São Paulo, 7 de abril 2012

Vale do Anhangabaú, centro velho da cidade de São Paulo – 14h

Por Maria Vitória

Esse foi meu primeiro encontro no Núcleo Macabéa e agradeço demais a oportunidade e a forma como o grupo me acolheu. Conheci Rudinei, Nayara e João, precisamente nessa ordem, mais três seres que escrevem sua própria história, e agora permitem que ela cruze com a minha. Por causa disso eu penso em quantas histórias, durante esse trabalho, vão se emaranhar nas nossas.

Cada herói carrega a sua jornada, e isso me faz refletir sobre o que é a memória, objeto das nossas pesquisas, essa incrível capacidade de evocar aquilo que já passou.  Eu penso na minha história e nas coisas que fizeram parte de mim, cada tijolo que construiu a criatura que sou hoje.

Subimos a Ladeira da Memória, e o lugar escolhido foi o Vale do Anhangabaú, entre duas estátuas que representam a música e a poesia. Inquieta-me quanta coisa aquele lugar guarda, porque tudo ali me faz pensar no passado, aquele lugar que um dia foi mata, foi fazenda, ponto de suicidas e vendedores de chá, hoje é miolo, centro velho da maior metrópole do Brasil, e quanta coisa o Antônio Carlos já viu dali de cima. Além da alma do escultor e dos traços do maestro, aquelas estátuas arrecadam um pouco da alma de tudo o que passa por ali.

E foi nesse cenário entre fotógrafos, curiosos, interessados, namorados e moradores de rua que começamos nosso trabalho, o primeiro exercício cênico do Projeto Agruras. Eu estava no papel de observadora, através do qual tive uma percepção primária deliciosamente confusa, e foi essa confusão, a vontade e a curiosidade, mãe de Maria Vitória, que fez com que eu me envolvesse tanto quanto os atores.

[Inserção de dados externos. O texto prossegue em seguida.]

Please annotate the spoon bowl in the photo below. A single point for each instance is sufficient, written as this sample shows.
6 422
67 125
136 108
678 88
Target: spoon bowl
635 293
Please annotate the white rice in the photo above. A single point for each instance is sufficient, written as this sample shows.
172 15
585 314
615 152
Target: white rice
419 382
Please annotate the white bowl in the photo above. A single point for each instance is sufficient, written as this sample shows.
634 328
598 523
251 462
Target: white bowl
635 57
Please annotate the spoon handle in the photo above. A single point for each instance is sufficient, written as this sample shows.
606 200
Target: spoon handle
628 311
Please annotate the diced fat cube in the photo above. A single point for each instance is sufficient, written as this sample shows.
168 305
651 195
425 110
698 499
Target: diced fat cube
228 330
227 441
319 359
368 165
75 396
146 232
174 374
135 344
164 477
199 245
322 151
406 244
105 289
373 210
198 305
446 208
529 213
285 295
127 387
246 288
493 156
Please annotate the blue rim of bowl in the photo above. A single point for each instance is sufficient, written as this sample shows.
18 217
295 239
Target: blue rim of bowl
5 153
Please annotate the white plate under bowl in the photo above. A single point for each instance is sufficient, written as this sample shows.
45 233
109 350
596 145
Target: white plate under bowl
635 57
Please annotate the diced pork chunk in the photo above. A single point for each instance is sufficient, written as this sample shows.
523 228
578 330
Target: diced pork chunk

Expus as minhas impressões de tudo aquilo que eu havia visto, as pequenas histórias se formando, criaturas nascendo em plena praça. Conversamos muito, e devido ao grande movimento de pessoas e formigas, sempre mudando de lugar. Do Vale do Anhangabaú até a Augusta conversamos sobre o jogo dramático, sobre o processo, a experiência, sobre dinheiro, sobre a falta dele, sobre o começo, começar o grupo, planos, projetos, planilhas, dentre outras coisas que eu quero poder entender melhor com o tempo.

No próximo encontro visitaremos os moradores da Comunidade Boqueirão, o que aguardo ansiosamente.

Um parto é um parto e é sempre difícil, mas transforma e enriquece a vida dos geradores. E finalizo meu relato diário com a certeza de que me sinto extremamente honrada em participar desse processo, e presenciar o nascimento não de um único indivíduo, mas um coletivo deles, escrevendo todas as suas histórias em uma única.

Maria Vitória é atriz e estagiária do Núcleo Macabéa.